Special Issue “The Role of Non-Coding RNAs Involved in Cardiovascular Diseases and Cellular Communication”

by
Montserrat Climent
1,2,* and
José Luis García-Giménez
3,4,5
1
Department of Biomedical Sciences, Humanitas University, 20072 Pieve Emanuele, Italy
2
IRCCS Humanitas Research Hospital, 20089 Rozzano, Italy
3
Department of Physiology, Faculty of Medicine and Dentistry, University of Valencia, 46010 Valencia, Spain
4
Health Research Institute INCLIVA, 46010 Valencia, Spain
5
Center for Biomedical Research Network on Rare Diseases (CIBERER), Carlos III Health Institute, 46010 Valencia, Spain
*
Author to whom correspondence should be addressed.
Int. J. Mol. Sci. 2024, 25(11), 6034; https://doi.org/10.3390/ijms25116034
Submission received: 16 April 2024 / Accepted: 23 May 2024 / Published: 30 May 2024

1. Introduction

Despite the great progress in diagnosis, prevention, and treatment, cardiovascular diseases (CVDs) are still the most prominent cause of death worldwide [1]. Atherosclerosis, myocardial infarction, cardiac hypertrophy, and heart failure are some of the most threatening CVDs [2].
Recently, we discovered that CVDs not only depend on established risk factors, such hypertension or diabetes, but are also linked to genetic variants [3,4,5]. However, the combination of genetic variants with different risk factors are not enough to explain the deep penetrance of pathologies associated with CVDs. Therefore, other mechanisms might help to better understand the overall cardiovascular-related pathologies. The contribution of epigenetic regulation in different diseases, including CVDs, is clearly increasing our knowledge about the factors involved through pathophysiological development and disease progression [2].

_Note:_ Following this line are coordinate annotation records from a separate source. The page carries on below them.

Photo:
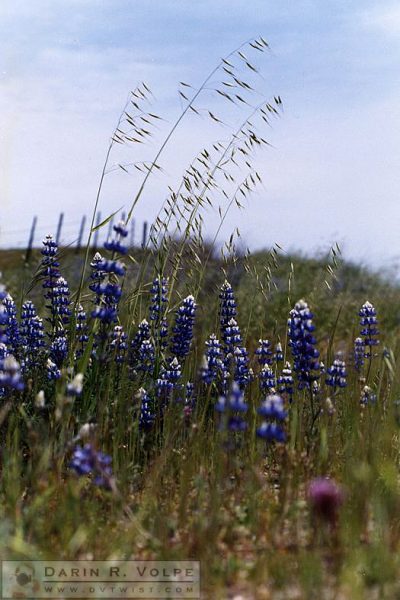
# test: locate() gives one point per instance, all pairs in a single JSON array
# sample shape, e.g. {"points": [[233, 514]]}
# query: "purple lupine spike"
{"points": [[302, 343], [337, 374], [274, 414], [183, 330], [264, 353], [369, 331]]}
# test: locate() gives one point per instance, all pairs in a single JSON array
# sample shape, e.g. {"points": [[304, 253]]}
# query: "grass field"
{"points": [[187, 482], [186, 401]]}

Epigenetic regulations include not only DNA methylation and post-translational modifications in histones but also non-coding RNAs (ncRNAs) [2,6,7]. Indeed, the involvement of ncRNAs within CVDs is well recognized as important key regulators by controlling different biological processes with a direct impact on cardiovascular functions, as well as contributing to communication between cells in the cardiovascular system and other organs [8]. So, ncRNAs are considered promising candidates for diagnosis, prognosis, disease monitoring and therapeutic purposes [9]. A common size classification of ncRNAs divides them into small ncRNAs, <200 nucleotides, and long ncRNAs, >200 nucleotides [10]. Among small ncRNAs, microRNAs (miRNAs) are capable of regulating many mRNA targets, with a direct involvement in a wide range of pathways. LncRNAs control different features of cell differentiation and development [11]. Interestingly, circular RNAs (circRNAs), which derive from the back-splicing of a precursor mRNA, have been included within lncRNAs [12,13] and have been involved in different CVDs, such as atherosclerosis [14], cardiomyopathy and cardiac hypertrophy, and ischemic stroke, among others [15].

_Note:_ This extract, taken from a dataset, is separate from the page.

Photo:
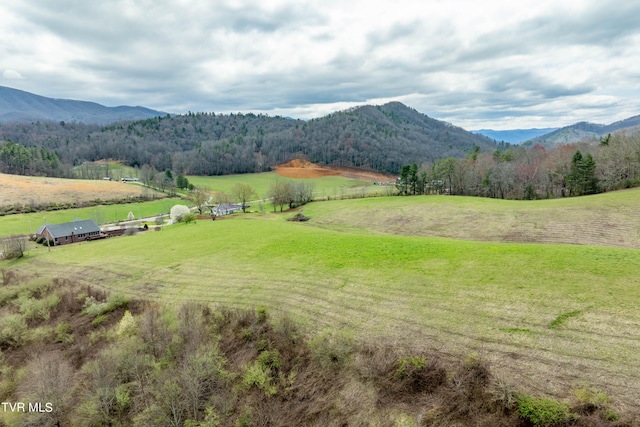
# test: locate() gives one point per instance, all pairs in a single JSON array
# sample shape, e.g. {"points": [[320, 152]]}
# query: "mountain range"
{"points": [[381, 138], [583, 132], [514, 136], [20, 106]]}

In vascular pathologies, which with further complications can lead to heart failure, cellular remodeling is characterized by transcriptional alterations affecting the different cell populations of the cardiovascular system, including endothelial cells (ECs), vascular smooth muscle cells (VSMCs), cardiomyocytes (CMs), fibroblasts, and immune cells [16].
Cellular communication is key for proper organ homeostasis, and different ways of crosstalk [17,18,19] and different communication molecules have been discovered to be critical also for the cardiovascular system [20,21]. A plethora of studies demonstrated the importance of ncRNAs in the cardiovascular system and their involvement in cell-to-cell communication [8,22]. In fact, it is now well known that ncRNAs are considered important communication molecules due to their potential to modulate gene expression at intra- and extra-cellular levels, being secreted or transported to other cell types [19,23,24,25,26,27].

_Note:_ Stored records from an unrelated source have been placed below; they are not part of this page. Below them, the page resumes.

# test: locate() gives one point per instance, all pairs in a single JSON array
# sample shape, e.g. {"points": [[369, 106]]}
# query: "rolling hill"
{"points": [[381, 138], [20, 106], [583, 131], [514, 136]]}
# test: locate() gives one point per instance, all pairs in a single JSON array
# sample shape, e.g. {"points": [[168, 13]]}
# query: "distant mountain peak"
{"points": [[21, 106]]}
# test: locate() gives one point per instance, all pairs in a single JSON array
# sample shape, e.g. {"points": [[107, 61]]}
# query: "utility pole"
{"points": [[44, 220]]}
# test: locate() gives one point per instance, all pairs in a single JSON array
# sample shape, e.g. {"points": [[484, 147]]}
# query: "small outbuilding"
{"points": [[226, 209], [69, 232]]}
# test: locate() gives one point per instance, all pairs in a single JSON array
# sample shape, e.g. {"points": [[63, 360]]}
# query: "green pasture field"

For instance, exosomes, the smallest kind of extracellular vesicles, are able to carry different cargos, including RNAs, proteins, and lipids, which can have an impact on the target cell biology by regulating a plethora of different functions [23,28]. Exosomes are secreted by all cells under physiological and pathological conditions and are released by all cells from the cardiovascular system [29]. Interestingly, when exosomes are formed, they not only capture material from the cell of origin but also retain membrane proteins specific from the cell of origin, allowing for the identification and study of the exosome’s origin [30].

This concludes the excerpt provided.